Appliquant ensuite l’article L.312-4, la juridiction exclut les prêts immobiliers du champ de l’article L.312-55 et rejette la demande en ces termes: « La demande ne peut donc prospérer sur le fondement de l’article L312-55 du code de la consommation. » La motivation est conforme à la lettre. Elle rappelle que le mécanisme de suspension, pensé pour les crédits affectés, ne vaut pas pour les opérations destinées à l’acquisition de droits immobiliers. La solution, sévère pour le débiteur de bonne foi, préserve cependant la frontière textuelle entre régimes et évite une extension prétorienne susceptible de troubler le marché du crédit immobilier.
Cette lecture, fidèle au texte, n’épuise pas toute latitude du juge de la mise en état. L’ordonnance souligne sa capacité à ordonner des mesures provisoires, mais refuse ici de suppléer l’inapplicabilité d’un régime spécial par un pouvoir général. Ce choix, prudent, évite de contourner la volonté du législateur. Il incite les demandeurs à explorer d’autres leviers, tels que des délais de grâce ou des aménagements conventionnels, plutôt qu’une suspension fondée sur un texte inapte.
B. L’exigence d’une affectation expresse au sens de l’article L.313-44
Sur le second fondement, l’article L.313-44, la juridiction vérifie la condition cardinale: l’affectation, « déclarée dans l’acte constatant le prêt », au financement d’ouvrages au moyen d’un contrat de promotion, de construction, de maîtrise d’œuvre ou d’entreprise. Elle constate l’absence de toute mention de travaux dans les deux contrats, l’un visant un logement existant sans travaux, l’autre un prêt habitat classique. Elle écarte les éléments extrinsèques, notamment la promesse ou des échanges, au profit de la lettre des actes de prêt, et retient: « Or, aucun des deux prêts ne porte mention du financement de ces travaux, étant prévus pour l’acquisition d’un bien sans travaux, et il résulte de l’article 1192 du code civil précité que le juge ne peut, à peine de dénaturation, interpréter les clauses qui sont claires comme en l’espèce. »
La motivation articule strictement droit de la consommation et droit des contrats.
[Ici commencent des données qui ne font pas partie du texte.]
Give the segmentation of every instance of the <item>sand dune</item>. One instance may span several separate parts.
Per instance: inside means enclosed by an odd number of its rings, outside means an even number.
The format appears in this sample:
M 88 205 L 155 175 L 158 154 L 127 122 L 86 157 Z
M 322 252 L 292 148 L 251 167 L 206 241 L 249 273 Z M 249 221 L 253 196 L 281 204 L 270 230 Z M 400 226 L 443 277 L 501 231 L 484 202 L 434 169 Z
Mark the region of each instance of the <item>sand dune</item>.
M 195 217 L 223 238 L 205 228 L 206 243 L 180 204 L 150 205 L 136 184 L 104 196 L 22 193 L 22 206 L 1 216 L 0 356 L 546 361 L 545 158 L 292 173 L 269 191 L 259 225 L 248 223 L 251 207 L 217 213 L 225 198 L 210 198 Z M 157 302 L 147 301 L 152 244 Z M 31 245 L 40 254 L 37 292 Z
Elle protège la sécurité juridique des prêteurs en subordonnant la suspension à une affectation explicite, vérifiable à l’acte. Elle évite d’importer, par interprétation subjective de l’intention commune, un objet financier que le contrat exclut textuellement. La solution est techniquement convaincante. Elle circonscrit un dispositif dérogatoire à son périmètre, sans empiéter sur d’éventuels griefs de responsabilité bancaire qui relèvent du fond.
Cette rigueur a une portée pratique nette. Les emprunteurs devront veiller, lors de montages avec travaux, à une traçabilité contractuelle claire dans l’acte de prêt. À défaut, la voie de l’article L.313-44 demeurera fermée, quelle que soit la teneur d’engagements pris dans l’acte de vente ou ses annexes. La décision favorise, en conséquence, une discipline rédactionnelle des contrats de crédit et limite les aléas contentieux.
En définitive, l’ordonnance apporte une clarification utile sur l’office du juge de la mise en état et la portée de deux dispositifs de suspension. Elle rappelle les exigences probatoires en nullité de forme, réaffirme la logique de l’intérêt à agir et fixe une ligne claire sur l’inapplicabilité des suspensions en matière de prêt immobilier de simple acquisition. Elle s’inscrit, avec constance, dans un droit processuel de plus en plus orienté vers l’efficacité, sans renoncer à la sécurité des qualifications légales.